Monaco’s biggest weekend of the year might be notionally about the cars, but really it’s all about the boats.

When you do get up close, Monaco really is an experience unlike any other circuit. From watching it on television, you know that the cars run dangerously close, at insane speeds, to the hard steel edges of this track, but when you stand next to the road, it seems far more frightening, and hugely more impressive.

You don’t just see a Formula One car go past; you feel the enormous energy of it as it hammers its way through the air in front of you. And you can really appreciate, particularly as they come through the famous swimming-pool section at 225km/h, just how brave/crazy these drivers are.

Indeed, you start to notice that they don’t just come within millimetres of the barriers, they regularly kiss them. Although ‘kiss’ is probably the wrong term – imagine someone enthusiastically shoving your lips into a piece of metal, because that’s more like it.

In the same way that many people who attend the racing carnival at Flemington each year don’t actually see a horse, there’s a definite sense at Monaco that the actual motor sport is a flashy excuse for a cash-flashing weekend out.

If you multiply the number of horses on track in Melbourne for the Cup by the number of horsepower on track for a Formula One race, you can also magnify the size and scope of the partying by the same factor, and that will give you some idea just how debauched and spectacular the atmosphere is here.

Monaco is above and beyond any other form of motorsport, or sport for that matter, and it is also unique because, at the end of each day, the track is opened to the public, not just so they can walk on the hallowed ground, but so they can turn the circuit itself into a giant street party.

The area in front of the pits, for example, becomes a giant rave, while one of the most famous corners on the track, Rascasse, turns out to be a night club, where you can rub shoulders not just with the well-lubricated rich and famous, but with race marshals, still in their bright overalls.

How they manage to clean up the broken glass and other detritus from Saturday night in time for the race to start on Sunday is a miracle.

Truly, though, Monaco’s biggest weekend of the year might be notionally about the cars, but really it’s all about the boats.

You stare at them, open-mouthed, wondering at how they don’t run into each other as the harbour becomes as busy, with expensive, darting, pleasure craft, as a mall’s multistorey car park on Christmas Eve.

Being on a boat like Ocean Sapphire, of course, is one of those experiences that makes you feel truly blessed to be alive. It’s not a bucket-list tick, it’s too special for that, it’s more like a Krug Champagne bucket list.

And then there’s the camaraderie that develops between you and your superyacht neighbours, which ends, most days, with you visiting other boats, some with onboard jacuzzis, others with movie cinemas, all filled with people who look like they are having the time of their lives.

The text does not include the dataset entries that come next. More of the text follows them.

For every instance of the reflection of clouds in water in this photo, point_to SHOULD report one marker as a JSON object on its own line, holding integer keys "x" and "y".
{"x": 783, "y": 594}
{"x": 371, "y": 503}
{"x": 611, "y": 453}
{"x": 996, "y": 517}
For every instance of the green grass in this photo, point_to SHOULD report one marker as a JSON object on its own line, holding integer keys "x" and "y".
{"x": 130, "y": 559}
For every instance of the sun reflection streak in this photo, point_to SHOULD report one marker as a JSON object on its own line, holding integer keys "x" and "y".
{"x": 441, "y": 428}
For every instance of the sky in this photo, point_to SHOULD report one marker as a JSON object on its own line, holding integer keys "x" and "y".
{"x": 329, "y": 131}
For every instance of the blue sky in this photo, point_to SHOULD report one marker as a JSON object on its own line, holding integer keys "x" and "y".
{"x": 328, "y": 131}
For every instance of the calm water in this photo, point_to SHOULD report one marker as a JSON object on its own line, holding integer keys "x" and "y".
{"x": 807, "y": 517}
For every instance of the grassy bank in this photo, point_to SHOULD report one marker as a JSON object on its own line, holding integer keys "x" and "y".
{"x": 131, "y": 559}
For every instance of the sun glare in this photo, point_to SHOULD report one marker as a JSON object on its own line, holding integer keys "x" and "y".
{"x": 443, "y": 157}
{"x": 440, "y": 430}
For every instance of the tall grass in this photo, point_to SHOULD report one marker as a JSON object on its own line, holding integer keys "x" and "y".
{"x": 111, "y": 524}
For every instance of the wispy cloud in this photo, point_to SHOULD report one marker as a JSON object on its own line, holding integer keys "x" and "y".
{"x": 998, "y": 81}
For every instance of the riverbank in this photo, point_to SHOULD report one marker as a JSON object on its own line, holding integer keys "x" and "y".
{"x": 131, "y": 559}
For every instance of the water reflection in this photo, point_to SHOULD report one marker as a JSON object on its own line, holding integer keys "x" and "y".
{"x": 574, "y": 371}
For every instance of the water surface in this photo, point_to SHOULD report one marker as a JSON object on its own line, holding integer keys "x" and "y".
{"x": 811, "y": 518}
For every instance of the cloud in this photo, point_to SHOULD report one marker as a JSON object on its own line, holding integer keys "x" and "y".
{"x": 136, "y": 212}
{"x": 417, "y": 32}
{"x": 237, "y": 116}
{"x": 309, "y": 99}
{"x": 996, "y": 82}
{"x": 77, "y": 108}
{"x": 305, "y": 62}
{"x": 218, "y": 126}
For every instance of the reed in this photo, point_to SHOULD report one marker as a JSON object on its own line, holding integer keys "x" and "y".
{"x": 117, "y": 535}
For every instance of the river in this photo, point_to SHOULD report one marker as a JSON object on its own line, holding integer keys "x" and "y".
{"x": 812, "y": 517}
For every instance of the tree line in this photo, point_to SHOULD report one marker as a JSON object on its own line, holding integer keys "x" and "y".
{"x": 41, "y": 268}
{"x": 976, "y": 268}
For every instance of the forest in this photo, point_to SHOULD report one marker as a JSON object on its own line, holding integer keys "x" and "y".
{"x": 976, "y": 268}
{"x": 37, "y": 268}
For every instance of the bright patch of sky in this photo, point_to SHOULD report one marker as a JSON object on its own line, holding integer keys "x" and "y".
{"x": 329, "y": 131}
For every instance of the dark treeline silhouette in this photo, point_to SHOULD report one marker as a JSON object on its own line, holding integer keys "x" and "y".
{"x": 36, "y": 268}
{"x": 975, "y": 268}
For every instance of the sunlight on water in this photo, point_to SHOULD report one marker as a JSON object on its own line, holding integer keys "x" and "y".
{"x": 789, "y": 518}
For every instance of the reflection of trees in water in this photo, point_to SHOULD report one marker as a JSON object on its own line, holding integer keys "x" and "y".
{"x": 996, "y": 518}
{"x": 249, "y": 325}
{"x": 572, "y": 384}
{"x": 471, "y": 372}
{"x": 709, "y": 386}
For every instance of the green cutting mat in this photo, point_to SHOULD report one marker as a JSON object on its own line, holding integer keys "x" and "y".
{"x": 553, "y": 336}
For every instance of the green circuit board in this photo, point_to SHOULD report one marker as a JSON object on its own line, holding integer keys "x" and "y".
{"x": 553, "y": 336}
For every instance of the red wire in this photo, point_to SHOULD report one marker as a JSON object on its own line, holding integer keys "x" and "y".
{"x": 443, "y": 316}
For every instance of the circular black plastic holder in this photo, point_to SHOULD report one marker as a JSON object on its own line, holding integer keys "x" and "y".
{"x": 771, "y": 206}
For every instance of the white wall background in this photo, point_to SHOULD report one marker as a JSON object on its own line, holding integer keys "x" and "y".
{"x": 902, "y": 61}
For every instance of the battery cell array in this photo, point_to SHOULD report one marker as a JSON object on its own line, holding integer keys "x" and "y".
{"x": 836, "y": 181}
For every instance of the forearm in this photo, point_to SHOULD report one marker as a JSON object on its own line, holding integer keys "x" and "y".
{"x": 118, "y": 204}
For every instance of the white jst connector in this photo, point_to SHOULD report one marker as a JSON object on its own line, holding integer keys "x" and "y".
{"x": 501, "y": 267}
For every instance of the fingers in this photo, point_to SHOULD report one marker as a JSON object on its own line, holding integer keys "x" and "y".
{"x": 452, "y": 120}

As Anthony Moss, owner of Ultimate Driving Tours, explains, you can watch Monaco from a grandstand, a corporate box, or one of the hugely expensive to rent apartment balconies that line the circuit, but none of them feel as special as being on a big, glorious boat.

"We’ve been doing it for seven years, and we’ve got customers who’ve come along four times – as people say to me, it’s a once-in-a-lifetime experience, which you need to do every couple of years," he says.